Mind your Tweets! Hong Kong regulator takes a dim view of Twitter use for providing inside info

Hong Kong has long been regarded as one of the world’s largest and most important financial centers, and indeed today it has become the technology-orientated gateway for the West’s institutional giants and prominent retail firms as a well organized, sophisticated center for conducting electronic trading across all sectors for the Asia Pacific region. Back in […]

Hong Kong has long been regarded as one of the world’s largest and most important financial centers, and indeed today it has become the technology-orientated gateway for the West’s institutional giants and prominent retail firms as a well organized, sophisticated center for conducting electronic trading across all sectors for the Asia Pacific region.

Back in the days of the British lease, perhaps the colonial parlance may have been ‘mind your P’s and Q’s’, however in today’s social media-savvy Far East, it is more a case of minding your Tweets.

The Hong Kong Securities and Futures Commission (SFC) has described several instances in which the regulatory authority alludes to the need to improve the quality of disclosure, and in its corporate regulation newsletter has urged companies to stick to the official electronic publication system which is authorized by the Hong Kong Stock Exchange with regard to reporting material events.

This has come about as a result of the SFC’s concern over reliance on social media channels such as Twitter to analyze events, news risks, and disclosure which may be considered outside of securities laws.

According to Hong Kong law, inside information which is classified as information that is not regarded as widely known but could materially impact the price of company stock, or other asset classes must be disclosed in a manner that provides for equal, timely and effective access by the public.

On this basis, the SFC considers disclosures to be compliant if they are broadcas via the electronic publication system operated by the Hong Kong Stock Exchange, which is the HKExnews site.

By using alternative means such as social media or individual company websites, the regulator considers that entities could be providing advantages to certain investors.

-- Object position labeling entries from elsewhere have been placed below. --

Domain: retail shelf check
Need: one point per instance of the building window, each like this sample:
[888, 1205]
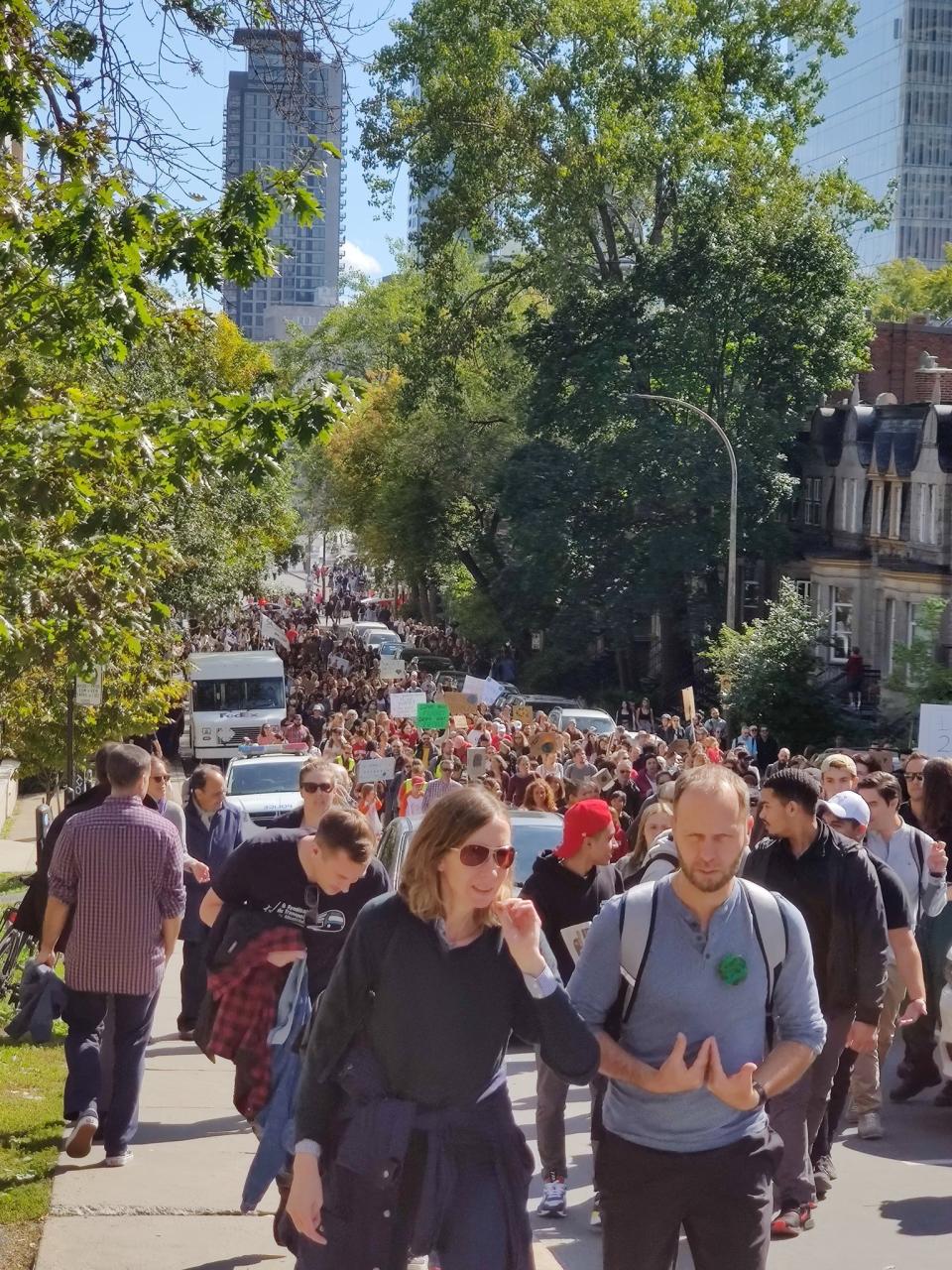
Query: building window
[889, 635]
[841, 622]
[812, 499]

The statement on the matter by the SFC is as follows:

“A company using other means to communicate inside information to the public may run the risk of uneven disclosure. There is less certainty that alternative methods allow every investor to have equal and effective access to the same information at the same time. A company may thereby create unfair advantages for some market participants and potentially prejudice the interests of other investors.”

One particular example cited by the SFC is an energy exploration company which published a press release on its own website reporting that it had made a breakthrough at an exploration site, which resulted in a 50% surge in its share price even though the event was not reported in mainstream media.

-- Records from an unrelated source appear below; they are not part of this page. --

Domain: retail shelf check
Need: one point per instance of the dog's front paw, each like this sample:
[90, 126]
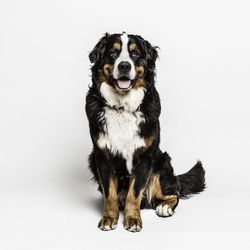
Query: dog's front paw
[133, 224]
[107, 223]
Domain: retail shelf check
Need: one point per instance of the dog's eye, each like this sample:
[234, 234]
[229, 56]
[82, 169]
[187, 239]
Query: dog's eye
[114, 54]
[134, 54]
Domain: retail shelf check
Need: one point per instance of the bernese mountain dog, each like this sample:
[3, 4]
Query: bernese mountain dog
[123, 109]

The SFC is therefore looking to provide a standard channel for reporting all events and therefore is going one step beyond the traditional ‘insider trading’ laws which are currently accepted internationally.

Currently the dissuasion from using and relying on social media and individual websites is exactly that – a dissuasion – however it could be the precursor toward legislation that would put all inside information onto a central, regulated source.